Ivan Ilic on Feldman: He enters your mind on little cat feet
Morton Feldman’s delicate, will o’ the wisp compositions demand of the listener a special mental and spiritual investment, a belief in music’s potential to pervade human consciousness. Without this leap of faith, one is tempted to say, as a young mother whispered to me recently at a Feldman recital, “My ten-year-old could play this.”
Ivan Ilic, the Serbian-American pianist based in France is helping lead a renaissance of the Feldman oeuvre – dormant for decades. He might be tempted to retort, “Madame, either you get it or you don’t.”
Ilic gets it, profoundly, as a result of about three years of an off-and-on effort to get into Feldman’s head and play him the way his work was intended. He read extensively from Feldman’s published writings, he recorded a range of his piano pieces, and he continues to lecture to recital audiences before sitting down to play. He is determined to show the way to the rapture he felt, which he describes as wanting “the spell to continue, and interruption seems unthinkable”.

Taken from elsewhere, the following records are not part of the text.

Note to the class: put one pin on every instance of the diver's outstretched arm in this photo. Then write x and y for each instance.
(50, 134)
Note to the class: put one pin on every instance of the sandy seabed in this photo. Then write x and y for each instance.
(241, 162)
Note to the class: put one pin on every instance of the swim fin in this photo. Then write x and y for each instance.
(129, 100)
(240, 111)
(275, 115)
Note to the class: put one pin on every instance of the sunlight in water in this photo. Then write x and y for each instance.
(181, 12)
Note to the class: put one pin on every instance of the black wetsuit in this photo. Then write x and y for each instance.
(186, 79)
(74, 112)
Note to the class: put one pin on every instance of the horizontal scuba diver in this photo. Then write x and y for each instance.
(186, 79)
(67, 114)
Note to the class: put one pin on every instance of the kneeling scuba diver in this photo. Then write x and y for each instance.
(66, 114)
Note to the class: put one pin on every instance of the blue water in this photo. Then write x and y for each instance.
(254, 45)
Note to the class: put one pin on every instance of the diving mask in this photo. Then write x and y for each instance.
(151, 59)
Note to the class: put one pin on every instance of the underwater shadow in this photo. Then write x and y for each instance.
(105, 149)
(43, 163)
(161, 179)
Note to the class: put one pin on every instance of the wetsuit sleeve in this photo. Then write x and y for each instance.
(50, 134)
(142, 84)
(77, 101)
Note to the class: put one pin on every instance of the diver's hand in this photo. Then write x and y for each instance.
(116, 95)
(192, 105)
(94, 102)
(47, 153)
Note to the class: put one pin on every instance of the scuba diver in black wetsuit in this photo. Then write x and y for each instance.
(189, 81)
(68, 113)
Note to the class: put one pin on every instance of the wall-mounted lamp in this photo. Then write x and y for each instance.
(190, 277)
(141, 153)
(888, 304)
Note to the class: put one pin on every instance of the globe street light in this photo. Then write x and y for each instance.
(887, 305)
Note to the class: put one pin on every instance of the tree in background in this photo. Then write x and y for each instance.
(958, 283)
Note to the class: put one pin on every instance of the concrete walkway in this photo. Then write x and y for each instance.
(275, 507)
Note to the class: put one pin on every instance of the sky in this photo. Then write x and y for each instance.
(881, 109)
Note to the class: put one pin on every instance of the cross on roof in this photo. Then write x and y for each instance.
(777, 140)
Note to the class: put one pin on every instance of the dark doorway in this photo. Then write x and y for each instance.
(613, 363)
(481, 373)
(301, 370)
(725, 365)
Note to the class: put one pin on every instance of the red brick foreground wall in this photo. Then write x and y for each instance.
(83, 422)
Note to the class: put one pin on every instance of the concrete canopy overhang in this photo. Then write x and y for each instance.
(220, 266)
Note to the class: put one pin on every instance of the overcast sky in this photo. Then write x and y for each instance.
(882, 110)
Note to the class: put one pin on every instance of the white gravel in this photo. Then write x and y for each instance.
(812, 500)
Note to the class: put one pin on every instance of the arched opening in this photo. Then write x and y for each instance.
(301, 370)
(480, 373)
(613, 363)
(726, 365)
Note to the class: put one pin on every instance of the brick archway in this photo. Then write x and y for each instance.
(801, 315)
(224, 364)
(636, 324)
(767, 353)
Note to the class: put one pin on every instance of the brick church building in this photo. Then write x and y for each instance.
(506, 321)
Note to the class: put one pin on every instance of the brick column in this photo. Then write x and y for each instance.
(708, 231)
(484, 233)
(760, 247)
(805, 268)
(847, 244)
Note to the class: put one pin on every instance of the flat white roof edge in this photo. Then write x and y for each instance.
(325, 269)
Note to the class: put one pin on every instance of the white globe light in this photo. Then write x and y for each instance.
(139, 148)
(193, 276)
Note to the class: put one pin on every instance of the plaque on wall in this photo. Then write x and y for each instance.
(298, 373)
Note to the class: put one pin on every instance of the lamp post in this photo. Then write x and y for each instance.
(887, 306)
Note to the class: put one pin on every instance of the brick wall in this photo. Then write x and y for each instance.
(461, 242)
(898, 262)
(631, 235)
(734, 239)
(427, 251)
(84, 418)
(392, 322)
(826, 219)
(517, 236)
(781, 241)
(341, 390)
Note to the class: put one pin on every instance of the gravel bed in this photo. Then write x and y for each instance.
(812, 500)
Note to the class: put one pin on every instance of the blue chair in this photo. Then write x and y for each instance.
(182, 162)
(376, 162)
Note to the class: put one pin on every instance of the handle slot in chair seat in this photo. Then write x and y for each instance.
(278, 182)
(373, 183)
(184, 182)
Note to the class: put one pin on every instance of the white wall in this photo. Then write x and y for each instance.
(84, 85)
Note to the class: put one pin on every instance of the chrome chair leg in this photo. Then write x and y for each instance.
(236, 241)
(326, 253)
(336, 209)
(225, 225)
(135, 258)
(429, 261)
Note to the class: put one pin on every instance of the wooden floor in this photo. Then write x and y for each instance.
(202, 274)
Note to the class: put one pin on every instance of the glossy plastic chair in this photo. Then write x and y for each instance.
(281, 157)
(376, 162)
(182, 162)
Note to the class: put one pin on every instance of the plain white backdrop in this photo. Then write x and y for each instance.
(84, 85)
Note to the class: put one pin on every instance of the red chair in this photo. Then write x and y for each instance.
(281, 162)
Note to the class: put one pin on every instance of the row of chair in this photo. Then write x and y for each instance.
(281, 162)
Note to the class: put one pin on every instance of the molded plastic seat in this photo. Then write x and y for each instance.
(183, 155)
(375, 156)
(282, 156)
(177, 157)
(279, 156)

As he said in a recent interview, “The typical performer’s career is, in many ways, anti-intellectual. One is expected to act, and to leave the thinking to others. Countering that trend has become a guiding principle for me.”
His new CD, “Ivan Ilic Plays Morton Feldman” (Paraty/Harmonia Mundi), in worldwide release this week, delivers a rarefied performance that gets to the essence of music. Nothing distracts from the backbone of single notes or quiet chords. In one of the tracks, Feldman creates a “tremendous feeling of space”, Ilic writes, with a hollow chord in the left hand and only two notes in the right hand. “Few composers can do so much with so little.”
The CD consists of a single Feldman piece, “For Bunita Marcus”, and the minimalist playing enters your mind on little cat feet. It is the third and final publication of his “Morton Feldman Trilogy”, the others being his recent CD “The Transdendentalist” and his art book/CD/DVD “Detours Which Have To Be Investigated".
An important innovation is Ilic’s first-ever decision to break up this single piece, more than an hour long, into 22 tracks, inviting listeners to go back to favorite passages for repeated hearings. Each track is explained in some detail, to guide the uninitiated to this higher consciousness. Feldman and his mentor John Cage believed in wisdom from India that quietude in music could invite divine intervention in the mind.
Feldman also saw a morbid side. Ilic quotes him as writing, “’In my art I feel myself dying very, very SLOWLY.’ The last third of ‘For Bunita Marcus’ is a wonderful illustration of that idea.”
Ilic writes in his extraordinarily candid liner notes that his first brush with Feldman left him feeling “edgy”. He says he developed nagging feeling that “the music isn’t going anywhere”. He warns that the process of acceptance might replicate his own, which consisted of “puzzlement-tension-release-trance”.
He discovered that his sense of time could disappear. “The piece can last one hours, or four hours; I know I’ll follow it to the end.”